The samurai heartlands of northern Japan, where you can get a sense of how these noble clansmen lived and died.

As samurai culture died with the coming of the Meiji era, there were a few places in Japan which held out until the very end. The most persistent of all was Aizu-Wakamatsu in Fukushima Prefecture. Nowadays the town stands as a monument to that culture, with its castle and other traditions preserving the history of the military clans which once called the region home.

To take it all in within a day, there’s a handy sightseeing bus which loops around the town. You’ll be able to visit Tsuruga Park and Tsurugajo Castle, where the rulers of the region were based. During the Boshin War, which was fought between the new government of Japan and the samurai who rejected their ascension, this mountain-encircled town was a key stronghold for the latter.

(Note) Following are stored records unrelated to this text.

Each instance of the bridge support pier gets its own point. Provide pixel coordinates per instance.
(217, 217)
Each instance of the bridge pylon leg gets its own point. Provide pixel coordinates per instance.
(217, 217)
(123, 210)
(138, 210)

Both the castle and the park saw their fair share of violence. Nowadays, however, they’re extremely peaceful places, and a great spot for cherry blossom viewing. To get a window into the more gruesome side of the town’s history, head along to the White Tiger Brigade memorial at Mt. Imori, dedicated to a group of young samurai who committed seppuku during the war.

Other keynotes include Sazaedo Temple, and Aizu Bukyashiki: a fantastically preserved old mansion. Although samurai history is quite bloody, this town brings the nicer sides of it to life, making for a fantastic day out for anyone interested in these proud warrior clans.